İki liderin, 9 Ağustos gayrı resmî görüşmesinde, Kıbrıs sorununun yeniden çözüm sürecine girmesi gereğinde anlaştığı ve iki bölgeli iki toplumlu federasyon çerçevesine bağlılıklarını açıkça ortaya koyduğu hatırlatılan haberde, o görüşmede liderlerin, referans şartlarının Eroğlu-Anastasiadis Ortak Açıklaması, Crans Montana’ya kadar varılan yakınlaşmalar ve Guterres Çerçevesi olacağında mutabık kaldığı belirtildi.

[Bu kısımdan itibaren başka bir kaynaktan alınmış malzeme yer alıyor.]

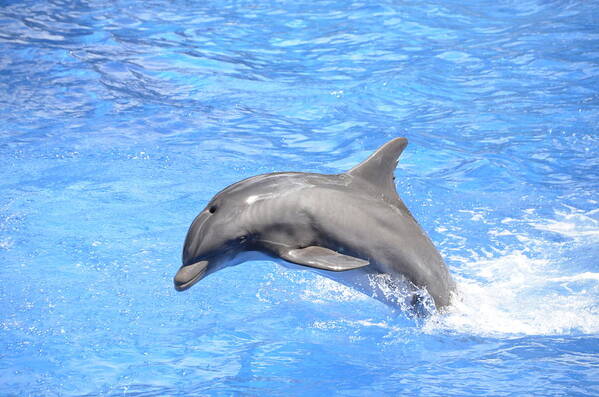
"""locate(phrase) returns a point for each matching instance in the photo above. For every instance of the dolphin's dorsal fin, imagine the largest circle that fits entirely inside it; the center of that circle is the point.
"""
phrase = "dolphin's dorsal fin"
(378, 168)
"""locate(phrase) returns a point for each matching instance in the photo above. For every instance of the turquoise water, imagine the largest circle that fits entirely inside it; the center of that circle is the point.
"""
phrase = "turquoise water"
(120, 120)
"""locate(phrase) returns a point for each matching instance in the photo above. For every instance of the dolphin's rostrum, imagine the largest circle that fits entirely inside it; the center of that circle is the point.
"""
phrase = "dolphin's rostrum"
(353, 222)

3 konu ile minimal düzeyde tutulan referans şartlarına dair görüşmelerde Kıbrıs Türk tarafı açısından hayati olan siyasi eşitlik ve Rum tarafı açısından hayati önemi bulunan siyasi eşitliğin yorumu üzerinde durulduğuna işaret edilen haberde, Anastasiadis’in Rum Ulusal Konseyi’nde , Guterres Çerçevesi’ni kabul ettiğini ancak etkin katılım ve bir olumlu oy konularında izahat isteyeceğini, bir olumlu oy konusu gündeme getirilirse kendisinin de garantiler meselesini masaya koyacağını söylediği hatırlatıldı.

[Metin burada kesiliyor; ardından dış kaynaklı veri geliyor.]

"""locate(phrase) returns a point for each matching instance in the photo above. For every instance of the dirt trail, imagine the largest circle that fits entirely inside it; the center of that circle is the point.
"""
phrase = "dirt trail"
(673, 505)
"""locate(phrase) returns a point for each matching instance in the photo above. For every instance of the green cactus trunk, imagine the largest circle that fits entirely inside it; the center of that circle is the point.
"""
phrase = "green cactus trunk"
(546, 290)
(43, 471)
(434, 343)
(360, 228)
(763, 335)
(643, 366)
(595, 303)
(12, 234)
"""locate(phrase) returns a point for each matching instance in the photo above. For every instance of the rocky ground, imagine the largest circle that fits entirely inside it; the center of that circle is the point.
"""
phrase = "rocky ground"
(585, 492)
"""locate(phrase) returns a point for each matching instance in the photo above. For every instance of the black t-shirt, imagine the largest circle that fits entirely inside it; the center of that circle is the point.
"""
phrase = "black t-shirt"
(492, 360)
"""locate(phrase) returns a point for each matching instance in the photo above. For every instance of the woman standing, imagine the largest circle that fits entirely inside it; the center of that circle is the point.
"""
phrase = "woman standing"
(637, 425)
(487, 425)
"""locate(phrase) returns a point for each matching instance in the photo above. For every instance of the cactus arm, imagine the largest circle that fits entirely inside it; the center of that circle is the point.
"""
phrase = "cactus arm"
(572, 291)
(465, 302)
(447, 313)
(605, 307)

Kıbrıs Türk tarafının, etkin katılımın referans şartlarına eklenmesiyle siyasi eşitliğe dair daha net bir pozisyon istemesi, desantralize federasyon konusunu da ortaya koyması üzerine Rum tarafının da garantiler meselesini gündeme getirdiği belirtilen haberde “bizim taraf için hassas olan garantiler konusu kapanmadan, etkin katılım konusu güvenceye alınıyor” vurgusunu yaptı.
Politis “Lute’un Ziyaretinden Kalanlar” başlıklı haberinde, BM Genel Sekreteri’nin Kıbrıs geçici Özel Danışmanı’nın temasları ile geçen bir haftadan geriye kalanları “BM’nin iki tarafın referans şartlarıyla ilgili tezlerine dair çok daha net bir algıya sahip olduğu, Kıbrıs Türk tarafının, Kıbrıs müzakerelerini yeniden başlatma çabasının, KKTC’de yapılacak seçimleri etkilediğini açıkça anladığı ve Türkiye’nin Rum Yönetimi Başkanı Nikos Anastasiadis’in taktiklerinin şifresini çözdüğü” şeklinde özetledi.

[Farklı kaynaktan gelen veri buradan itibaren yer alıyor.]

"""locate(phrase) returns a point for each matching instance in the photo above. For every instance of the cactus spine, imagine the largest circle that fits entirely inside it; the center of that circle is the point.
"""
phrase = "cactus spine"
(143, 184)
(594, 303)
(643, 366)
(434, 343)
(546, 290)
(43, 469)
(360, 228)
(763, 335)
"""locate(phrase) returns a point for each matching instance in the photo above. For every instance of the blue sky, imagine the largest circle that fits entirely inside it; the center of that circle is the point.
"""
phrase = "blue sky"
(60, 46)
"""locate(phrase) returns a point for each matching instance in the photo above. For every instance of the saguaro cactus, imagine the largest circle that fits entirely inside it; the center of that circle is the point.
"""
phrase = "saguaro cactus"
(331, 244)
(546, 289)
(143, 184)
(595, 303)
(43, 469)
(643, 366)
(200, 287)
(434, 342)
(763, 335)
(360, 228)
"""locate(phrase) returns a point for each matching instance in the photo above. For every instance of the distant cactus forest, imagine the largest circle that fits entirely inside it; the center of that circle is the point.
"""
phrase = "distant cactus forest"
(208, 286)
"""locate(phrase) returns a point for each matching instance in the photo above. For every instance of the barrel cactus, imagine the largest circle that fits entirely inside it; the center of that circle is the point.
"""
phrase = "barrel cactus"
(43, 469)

Gazete “Kıbrıs’taki BM Barış Gücü’nün kaldırılması konusunun kısa süre önce Güvenlik Konseyi’nde yeniden gündeme geldiğini, “Kıbrıs Cumhuriyeti’ne meşruiyet kazandıran ve Rumların devletlik varlığından söz etmelerine olanak tanıyan Güvenlik Konseyi’nin 186 sayılı kararının da Barış Gücü ile aynı tabağa girdiğini” vurguladı, şunları ekledi:
“Bu hukuki dayanak da kaybedilirse Kıbrıs Cumhuriyeti, Barış Gücü olmayınca, gündelik konular için sahte devlet makamlarıyla doğrudan iletişim kurmak zorunda kalacak. En muhtemel senaryo, New York’ta sarsıcı bir şey çıkmazsa, Kuzey’in Tayvanlaşması ve süreç içerisinde –Kıbrıslı Rumlar açısından artık en iyi senaryo ile- AB içerisinde Kıbrıs’ta iki devlet çözümü olmasıdır.”